(by the way, and only slightly unrelated, if you’re interested by this summary of dower’s talk, i encourage you to come next tuesday to one being given by ambassador joseph williams, former ambassador to baghdad and author of the politics of truth. he’s the one that said the bush administration was lying and they then outed his wife as a member of the CIA. shit should hit the fan. it’s from 5:45-7pm on tuesday, oct 19th, at the lone mountain campus (LM on the map) of USF in room 148. also it’s free and there’s a book signing afterwards along with some free food (yesterday they had chicken kabobs with peanut sauce!) and free wine.)
yesterday john dower gave a talk on campus about the cultures of war and the amazing similarities in speech/print between pearl harbor, hiroshima, and 9/11. these are ideas that might not be new, but which are incredibly astute and interesting so i’m going to go ahead and paraphrase his talk here.

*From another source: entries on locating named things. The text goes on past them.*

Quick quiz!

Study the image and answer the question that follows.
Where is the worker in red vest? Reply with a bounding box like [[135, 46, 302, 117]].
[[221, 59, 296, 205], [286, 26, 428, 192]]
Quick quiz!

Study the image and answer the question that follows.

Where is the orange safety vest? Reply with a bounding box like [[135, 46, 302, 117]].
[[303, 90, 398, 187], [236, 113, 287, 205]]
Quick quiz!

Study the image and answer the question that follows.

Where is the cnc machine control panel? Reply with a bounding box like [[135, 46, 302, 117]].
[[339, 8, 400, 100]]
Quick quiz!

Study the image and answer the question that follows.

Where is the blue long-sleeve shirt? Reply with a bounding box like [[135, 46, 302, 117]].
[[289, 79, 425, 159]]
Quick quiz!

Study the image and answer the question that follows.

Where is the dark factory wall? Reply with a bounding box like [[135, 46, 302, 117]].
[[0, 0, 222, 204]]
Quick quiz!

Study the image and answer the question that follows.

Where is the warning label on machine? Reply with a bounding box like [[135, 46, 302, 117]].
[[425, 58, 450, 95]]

immediately following pearl harbor, FDR claimed that it was “a date which will live in infamy” (changed from “a date which will live in world history” by FDR prior to the speech), then immediately following 9/11, newspapers along the eastern seaboard had headlines such as “INFAMY!” and “a new day of infamy”. slogans used in both the following wars were, “remember pearl harbor” and “9/11–we will never forget”, (personally, i’m surprised he didn’t make passing mention to “remember the alamo”).
for both of these two events, there was foreknowledge that an attack was coming. however, apparently the administrations didn’t feel that the enemy could actually pose a threat. FDR opined that he didn’t think “the little, yellow bastards” could carry out an action so far from their home. al-qaeda had given warning that they were planning on carrying out a “hiroshima” against the US, but again the US did not respond, and when the towers were hit the phrase “ground zero” was appropriated from hiroshima to apply to the new location on US soil.

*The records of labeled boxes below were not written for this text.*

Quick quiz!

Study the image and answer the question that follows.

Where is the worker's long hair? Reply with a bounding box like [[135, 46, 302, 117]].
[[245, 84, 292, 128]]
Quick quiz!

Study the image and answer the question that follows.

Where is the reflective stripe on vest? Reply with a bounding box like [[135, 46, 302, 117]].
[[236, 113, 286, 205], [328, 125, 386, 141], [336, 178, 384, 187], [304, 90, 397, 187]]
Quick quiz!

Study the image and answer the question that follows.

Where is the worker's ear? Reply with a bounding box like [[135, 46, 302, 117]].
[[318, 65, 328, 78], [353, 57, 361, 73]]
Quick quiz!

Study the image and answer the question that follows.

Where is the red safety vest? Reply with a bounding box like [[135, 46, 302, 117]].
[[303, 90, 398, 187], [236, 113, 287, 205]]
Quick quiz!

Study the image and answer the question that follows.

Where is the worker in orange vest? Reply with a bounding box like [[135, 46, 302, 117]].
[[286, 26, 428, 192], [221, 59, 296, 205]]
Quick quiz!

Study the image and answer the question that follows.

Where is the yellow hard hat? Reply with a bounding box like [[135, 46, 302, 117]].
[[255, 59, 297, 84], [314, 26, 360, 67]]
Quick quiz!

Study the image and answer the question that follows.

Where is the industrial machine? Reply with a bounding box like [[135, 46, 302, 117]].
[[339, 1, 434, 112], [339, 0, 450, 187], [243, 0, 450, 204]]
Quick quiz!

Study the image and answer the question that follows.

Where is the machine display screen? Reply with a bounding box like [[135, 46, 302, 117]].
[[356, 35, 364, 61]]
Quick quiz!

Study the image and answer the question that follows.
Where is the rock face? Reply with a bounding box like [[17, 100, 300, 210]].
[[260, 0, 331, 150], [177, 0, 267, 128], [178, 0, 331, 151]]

in september of 2000, future members of the Bush administration (Rumsfeld, Cheney, etc.) composed the “project for the new american century”, in which they wrote that america needed a “catastrophic and catalyzing event; like a new pearl harbor.” there is some debate on the ‘back door to war’ theory that, in fact, FDR did nothing about the attack on pearl harbor, though he knew it was coming, because he wanted an event which would bring america together under one banner in order to enter the war against the axis. it could be said that the bush administration also wanted, or needed, an event which would brush away the uncertainties over their election and bring together a divided country to fight the war which bush desired. dower didn’t give much credence to FDR doing it on purpose, but no one asked him about bush. (hmm, if you go read the wikipedia link, it says that the quote is out of context, which sort of defeats dower’s argument there. or really, my argument, since he wasn’t advocating this theory, i just drew it out. his use of the quote was to show how one horrible act can be used to unite a country, as it did in the cases of pearl harbor and 9/11. well, the quote may not be valid in this instance, but the idea itself is still totally valid.)
hiroshima and pearl harbor are positive and exemplary models in military circles. hiroshima as a decisive strike of “shock and awe” (as written about by harlan ullman, a military strategist whose book circled widely in the pentagon), and pearl harbor as a model for pre-emptive strike. 9/11, of course, now is also being used as a model for pre-emptive strike, and so we come in a circle, to make it full though you might think that we should have dropped an atomic bomb on baghdad. but according to ullman’s book, all we needed to do was create a “non-nuclear hiroshima”. the question is, did we manage that? or were the air strikes just not quite shocking enough?